Солнце могло бы вспомнить и то, что видело задолго до того сквозь распахнутое окно — за окном в комнате были люди, и тот, в синем тапперте, сидел за столом, постукивая пальцами по гладким доскам, и слушал одного из сидящих напротив. «Во влажном виде он просто горит, взрывается только в сухом, но взрывается от удара или очень сильного сотрясения, то есть, перевозить — или влажным, или нежнее, чем дорогое вино». «А как же в бой?» — спрашивал человек в синем. «Наши парни исхитряются, — пожимал плечами сидящий у самого края стола воин с кривым сизым шрамом поперек лица. — Несколько раз ходили с такими кугелями[204] на вервольфов, неплохое подспорье. Используем редко лишь потому, что больно шумно, а шуметь можно не всегда, да и драться приходится все больше либо в лесу, либо в городе, там особо со взрывами играться не с руки… Но точно вам говорю, ничего неисполнимого в этом нет; главное — не лупить по сумке с ними кулаком». «Посему конструировать с ним разрывные ядра не получится, — не дожидаясь вопросов, говорил кто-то. — Рванет прямо в стволе». «А что там изобретатель? — спрашивал человек в синем. — У него, сколь я помню, были идеи насчет совершенствования вещества или изготовления из него иного вещества, более удобного и более мощного?». Собеседник вздыхал и кривил губы, и снова вздыхал. «Досовершенствовался изобретатель. Насколько близок он был к своей цели, мы не знаем, а теперь уже и не узнаем. Снесло всю лабораторию вместе с записями, теперь наши люди работают сами, на основе его старых расчетов».

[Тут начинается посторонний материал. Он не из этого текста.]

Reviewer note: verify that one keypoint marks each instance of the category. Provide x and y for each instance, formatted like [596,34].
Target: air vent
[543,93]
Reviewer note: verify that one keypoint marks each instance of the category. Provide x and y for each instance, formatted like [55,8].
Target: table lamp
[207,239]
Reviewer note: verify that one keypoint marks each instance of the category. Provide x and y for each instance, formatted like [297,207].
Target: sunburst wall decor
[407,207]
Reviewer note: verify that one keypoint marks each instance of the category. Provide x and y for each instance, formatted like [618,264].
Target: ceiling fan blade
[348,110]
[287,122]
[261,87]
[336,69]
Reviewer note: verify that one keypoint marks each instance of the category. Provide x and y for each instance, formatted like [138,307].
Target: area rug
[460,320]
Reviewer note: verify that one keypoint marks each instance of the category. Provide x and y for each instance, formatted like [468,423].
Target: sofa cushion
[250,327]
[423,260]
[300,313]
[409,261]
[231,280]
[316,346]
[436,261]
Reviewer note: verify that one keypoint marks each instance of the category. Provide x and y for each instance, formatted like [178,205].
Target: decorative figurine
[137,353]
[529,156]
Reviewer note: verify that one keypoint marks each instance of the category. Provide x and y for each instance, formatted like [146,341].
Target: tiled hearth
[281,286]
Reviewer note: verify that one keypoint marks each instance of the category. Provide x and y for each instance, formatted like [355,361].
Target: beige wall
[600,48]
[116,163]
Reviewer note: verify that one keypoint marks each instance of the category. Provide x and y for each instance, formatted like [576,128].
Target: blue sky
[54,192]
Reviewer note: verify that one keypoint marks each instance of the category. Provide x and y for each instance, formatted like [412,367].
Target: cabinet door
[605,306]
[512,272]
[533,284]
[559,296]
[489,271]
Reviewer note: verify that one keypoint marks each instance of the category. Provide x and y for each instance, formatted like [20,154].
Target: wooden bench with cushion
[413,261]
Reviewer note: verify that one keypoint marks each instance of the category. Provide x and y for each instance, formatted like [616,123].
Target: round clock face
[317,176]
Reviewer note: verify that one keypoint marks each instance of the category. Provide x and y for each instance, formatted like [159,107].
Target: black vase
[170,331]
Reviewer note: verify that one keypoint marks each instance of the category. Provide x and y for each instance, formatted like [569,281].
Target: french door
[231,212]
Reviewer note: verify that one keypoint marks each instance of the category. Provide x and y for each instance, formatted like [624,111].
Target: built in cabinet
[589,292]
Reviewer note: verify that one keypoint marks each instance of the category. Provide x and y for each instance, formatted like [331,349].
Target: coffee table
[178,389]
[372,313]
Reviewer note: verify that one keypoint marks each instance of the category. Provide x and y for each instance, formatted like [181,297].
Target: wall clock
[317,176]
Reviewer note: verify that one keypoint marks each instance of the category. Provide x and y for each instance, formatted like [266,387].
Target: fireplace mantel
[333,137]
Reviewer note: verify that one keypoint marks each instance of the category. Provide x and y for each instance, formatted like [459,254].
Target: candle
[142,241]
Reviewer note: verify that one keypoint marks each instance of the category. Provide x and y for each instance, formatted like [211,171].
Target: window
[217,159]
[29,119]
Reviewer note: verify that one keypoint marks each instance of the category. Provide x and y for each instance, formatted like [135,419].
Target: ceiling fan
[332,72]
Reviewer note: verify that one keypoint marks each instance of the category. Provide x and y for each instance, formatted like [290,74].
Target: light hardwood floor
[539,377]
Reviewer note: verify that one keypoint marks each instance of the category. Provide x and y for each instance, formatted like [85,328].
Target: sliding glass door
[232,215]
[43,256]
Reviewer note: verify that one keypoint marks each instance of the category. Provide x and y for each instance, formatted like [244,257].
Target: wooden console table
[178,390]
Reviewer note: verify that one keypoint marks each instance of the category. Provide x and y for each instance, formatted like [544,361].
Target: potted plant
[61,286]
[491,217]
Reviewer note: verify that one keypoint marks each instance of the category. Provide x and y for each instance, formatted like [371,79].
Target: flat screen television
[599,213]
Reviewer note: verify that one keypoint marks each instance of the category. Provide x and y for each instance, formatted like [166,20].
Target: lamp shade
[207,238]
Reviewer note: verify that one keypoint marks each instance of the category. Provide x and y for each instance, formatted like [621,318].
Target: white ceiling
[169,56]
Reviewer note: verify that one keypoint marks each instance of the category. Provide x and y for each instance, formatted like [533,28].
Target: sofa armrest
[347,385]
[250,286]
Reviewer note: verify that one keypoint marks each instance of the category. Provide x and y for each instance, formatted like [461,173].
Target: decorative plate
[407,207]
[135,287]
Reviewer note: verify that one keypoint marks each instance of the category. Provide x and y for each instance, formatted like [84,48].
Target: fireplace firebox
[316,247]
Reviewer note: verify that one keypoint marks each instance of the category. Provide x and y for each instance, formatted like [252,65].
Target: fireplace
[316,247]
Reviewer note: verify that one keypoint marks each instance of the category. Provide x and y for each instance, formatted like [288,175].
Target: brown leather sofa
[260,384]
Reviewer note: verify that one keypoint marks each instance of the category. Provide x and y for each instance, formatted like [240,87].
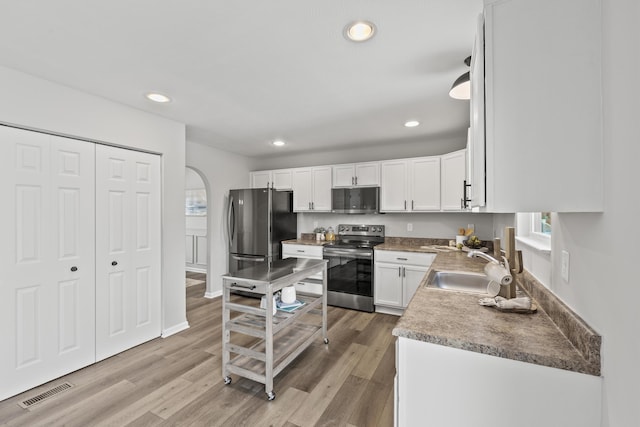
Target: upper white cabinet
[357,175]
[312,189]
[410,185]
[280,179]
[452,177]
[543,99]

«Использовать вместо пороха для самого выстрела не выйдет?», — спрашивал человек в синем тапперте, и собеседник качал головой: «Стволы не выдержат, Ваше Высочество. Помните, как разнесло трибуны в Праге? Вот так же будет и со стволами. Пока не случится прорыва в усовершенствовании пушек — не стоит и пытаться. Подобрать нужную порцию вещества, само собою, можно, но какой смысл, коли по мощи выйдет, как тот же порох?». Человек в синем кивал, тоже тяжело вздыхая, и еще один собеседник неловко разводил руками: «Мы работаем над сплавами, но пока идет не слишком хорошо. То, что мы сделали сейчас, усовершенствовав купленное у Ордена — я вас уверяю, это уже лучшие пушки в Европе, стоит что-то изменить — и потеряем либо в мощи, либо в дальности, и уж наверняка в точности. Дальше надо думать, долго думать, пробовать, испытывать… К Австрии не успеем, даже если в ближайшее время будут какие-то успехи, а они покамест не сильно вдохновляют. Это дело многих денег и не одного года времени». «Людей подготовить куда быстрее, — наставительно вклинивался человек со шрамом и усмехался, и шрам тянул верхнюю губу в сторону, делая усмешку похожей на оскал. — Человек может всё, Ваше Высочество, помните? Даже то, чего не могут пушки». Человек в синем молчал, раздумывая, потом решительно вздыхал и оглядывал сидящих напротив. «Отберите людей. До последнего не говорить, зачем. Подготовку вести вдалеке от прочих, тайно, будущим кугельверферам[205] дать четкие указания: о происходящем — не распространяться». «Будем гонять на пушечном стрельбище», — кивал один из собеседников, и солнце смотрело в окно, равнодушно освещая озабоченные лица.

203

Давай (вперед, поехали, начали)! (нем.).

204

Die Kugel — шар, ядро (нем.).

205

От werfen (нем.) — «метать». «Метатели шаров/ядер».